Current MRC guidance on the development and evaluation of complex interventions, adapted from Craig et al.
1

As shown in Figure 1, ‘feasibility and piloting’ is identified as one of four key stages in the development and evaluation of complex interventions. While the definitions of, and distinctions between, feasibility and pilot studies are not always clear,8–10 the MRC guidance states that the purpose of this stage is to inform the design of a subsequent large, definitive trial assessing the effectiveness of the intervention. Several parameters required for designing the definitive trial may be estimated at this stage, including the variance of the proposed outcome measure(s), recruitment and follow-up rates, and intra-class correlation coefficients (ICCs) in trials with clustering effects. Characteristics relating more directly to the intervention, such as its acceptability and the level of adherence, may also be assessed. Gathering information relating to these factors reduces the likelihood of the large trial failing due to poor design.

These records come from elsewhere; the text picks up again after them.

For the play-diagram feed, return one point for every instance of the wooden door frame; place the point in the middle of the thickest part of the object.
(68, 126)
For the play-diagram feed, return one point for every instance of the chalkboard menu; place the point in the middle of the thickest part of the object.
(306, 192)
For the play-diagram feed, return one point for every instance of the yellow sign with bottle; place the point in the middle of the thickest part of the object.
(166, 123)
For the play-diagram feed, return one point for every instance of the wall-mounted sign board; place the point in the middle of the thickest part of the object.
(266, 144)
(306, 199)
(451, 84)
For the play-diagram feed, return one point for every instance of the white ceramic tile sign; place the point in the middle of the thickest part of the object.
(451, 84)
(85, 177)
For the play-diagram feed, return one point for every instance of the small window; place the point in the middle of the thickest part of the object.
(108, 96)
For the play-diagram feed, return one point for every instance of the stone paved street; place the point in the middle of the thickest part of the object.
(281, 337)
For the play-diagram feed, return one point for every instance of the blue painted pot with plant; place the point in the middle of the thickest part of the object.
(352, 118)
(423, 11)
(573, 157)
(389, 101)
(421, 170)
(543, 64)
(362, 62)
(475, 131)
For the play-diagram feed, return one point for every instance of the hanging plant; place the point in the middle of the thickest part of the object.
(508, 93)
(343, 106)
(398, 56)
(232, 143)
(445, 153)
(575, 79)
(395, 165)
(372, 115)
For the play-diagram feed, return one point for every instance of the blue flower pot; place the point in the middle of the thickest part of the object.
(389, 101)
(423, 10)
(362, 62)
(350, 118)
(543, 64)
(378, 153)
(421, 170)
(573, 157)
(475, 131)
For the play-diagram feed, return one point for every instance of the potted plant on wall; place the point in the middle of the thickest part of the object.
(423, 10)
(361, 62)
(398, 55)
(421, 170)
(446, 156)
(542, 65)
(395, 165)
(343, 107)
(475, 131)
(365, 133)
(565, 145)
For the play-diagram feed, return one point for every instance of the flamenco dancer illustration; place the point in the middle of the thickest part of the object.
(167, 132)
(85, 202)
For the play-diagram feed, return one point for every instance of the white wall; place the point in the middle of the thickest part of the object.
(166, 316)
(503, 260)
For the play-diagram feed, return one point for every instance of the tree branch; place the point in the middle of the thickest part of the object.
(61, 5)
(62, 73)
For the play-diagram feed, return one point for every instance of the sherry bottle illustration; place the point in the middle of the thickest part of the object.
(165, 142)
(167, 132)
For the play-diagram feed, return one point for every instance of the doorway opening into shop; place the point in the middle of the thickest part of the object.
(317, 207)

While MRC guidance recommends evaluating a complex intervention following feasibility or pilot work, in practice it is not uncommon for feasibility or pilot studies to include evaluation through hypothesis testing. For example, a recent review found that 21 of 26 feasibility and pilot studies surveyed included a hypothesis test. 8 However, the size of these studies is often derived using generic rules of thumb11,12 rather than through formal power calculations, with the review finding that only 9 of the 26 studies reported a sample size calculation. 8 As a result, hypothesis tests are likely to be underpowered 13 and the typical recommendation is that such tests should be de-emphasised, interpreted with extreme caution, or avoided altogether.8,13–15
It could be argued, however, that a formal assessment of potential efficacy or activity should be carried out in pilot and feasibility studies, and that such studies should be properly designed to address this objective. In this manner, feasibility or pilot work could not only ensure that subsequent large scale randomised controlled trials (RCTs) of complex interventions are well designed, but could also reduce the rate at which such trials fail due to an inherently ineffective intervention. Moreover, this approach would clearly be more efficient than conducting a feasibility or pilot study and then a separate study assessing only efficacy. To begin developing such designs, one may look to methods developed in the drug setting. There, small ‘phase II’ trials which focus on making an early assessment of efficacy, identifying promising and discarding unpromising drug treatments, are commonplace.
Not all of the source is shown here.